Random Sampler prevents multiple workers from spawning

I have two issues that I believe are related.

First One:

I have my dataloader specified to work with numerous workers but once I created a custom random sampler class, the loading to the gpu became single threaded and when I view nvidia-smi -l there are never more spawned to load to the gpu. When loading tensors sequentially by idx then the multiple workers are spawned and perform well. I am using a connection pool to provide database connections to the multiple workers.

How do I use a custom random sampler with numerous workers in my dataloader?

Second One:

My dataloader works for a single batch but when I place the loader inside of an epoch loop I get a CUDA error: initialization error from my call of label_stack = torch.stack(label_list).to(‘cuda’) in the getitem method.

Since the getitem plays a role in both of these issues I figured it is an issue with my getitem method which I posted below.

Is the issue because I return an entire batch of tensors from my getitem method?

How do I avoid this runtime error to allow for multiple epochs of training?

def __getitem__(self, idx):

    query = """SELECT ls.taxonomic_id, it.tensor
                FROM genomics.tensors2 AS it
                INNER JOIN genomics.labeled_sequences AS ls
                ON ls.accession_number = it.accession_number
                WHERE (%s) <= it.index
                AND CARDINALITY(tensor) = 89
                LIMIT (%s) OFFSET (%s)"""

    shuffle_query = """
                       SELECT ls.taxonomic_id, it.tensor
                       FROM genomics.tensors2 AS it
                       INNER JOIN genomics.labeled_sequences AS ls
                       ON ls.accession_number = it.accession_number
                       WHERE (%s) <= it.index
                       AND CARDINALITY(tensor) = 89
                       LIMIT (%s)
                       """


    batch_size = 500

    query_data = (idx, batch_size, batch_size)
    shuffle_query_data = (idx, batch_size)

    result = None
    results = None

    conn = self.conn_pool.getconn()

    try:
        conn.set_session(readonly=True, autocommit=True)
        cursor = conn.cursor()
        cursor.execute(shuffle_query, shuffle_query_data)
        results = cursor.fetchall()
        self.conn_pool.putconn(conn)
        print(idx)
    except Error as conn_pool_error:
        print('Multithreaded __getitem__ query error')
        print(conn_pool_error)

    label_list = []
    sequence_list = []

    for (i,result) in enumerate(results):

        if result is not None:
            result = self.create_batch_stack_element(result)

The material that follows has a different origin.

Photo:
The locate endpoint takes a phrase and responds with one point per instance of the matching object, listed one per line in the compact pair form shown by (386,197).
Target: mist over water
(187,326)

            if result is not None:
                label_list.append(result[0])
                sequence_list.append(result[1])

    label_stack = torch.stack(label_list).to('cuda')
    sequence_stack = torch.stack(sequence_list).to('cuda')

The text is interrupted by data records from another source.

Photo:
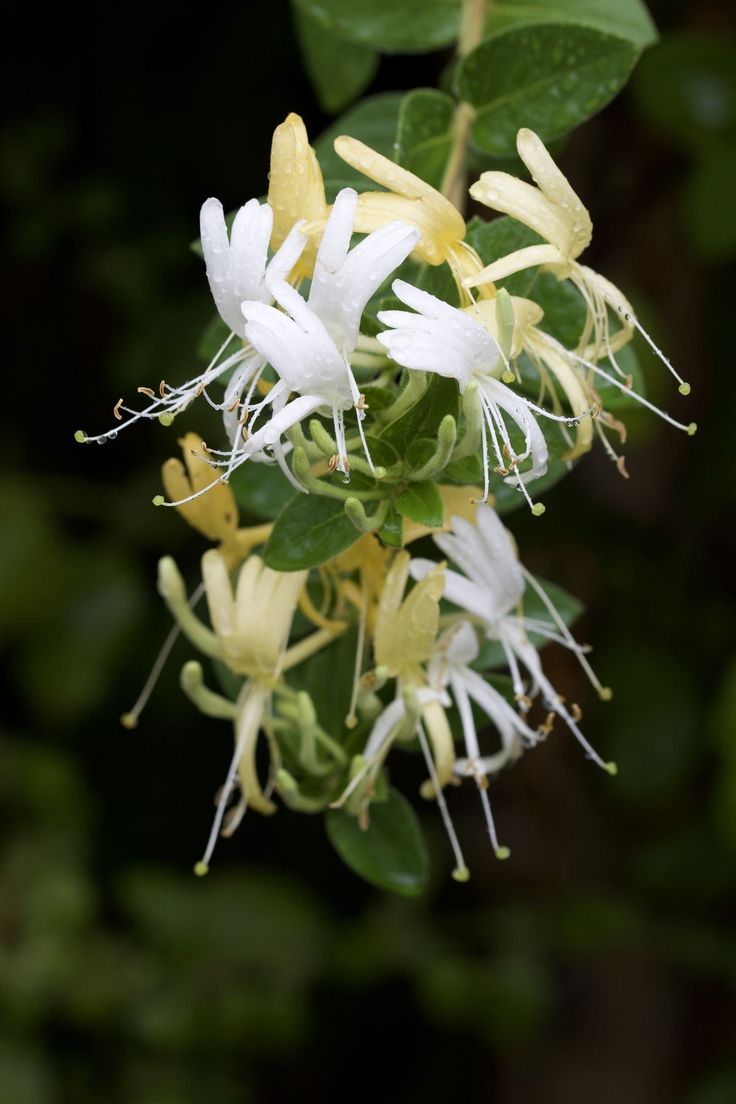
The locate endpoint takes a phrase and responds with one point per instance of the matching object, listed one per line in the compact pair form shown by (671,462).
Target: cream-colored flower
(553,210)
(296,189)
(412,200)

    #print('label_stack.size')
    #print(label_stack.size())
    #print('sequence_stack.size')
    #print(sequence_stack.size())

    return (label_stack, sequence_stack)

E: I think I may have realized the errors in my way and am going to attempt to wrote a custom collate_fn to create the batches instead of performing this in the getitem method.

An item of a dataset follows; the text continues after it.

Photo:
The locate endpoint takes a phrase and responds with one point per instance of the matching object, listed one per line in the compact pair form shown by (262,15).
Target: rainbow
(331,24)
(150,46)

E2: The problem for the second issue was the .to(‘cuda’) statement. I moved it outside of the function and to the training loop on the label and sequences and I got a single thread loading to the GPU with 2 epochs and correct batch sizes.

E3: The problem for the first issue was solved by using torch.multiprocessing to call multiple trains which each call a single dataloader instead of performing the multiprocessing at the dataloader level.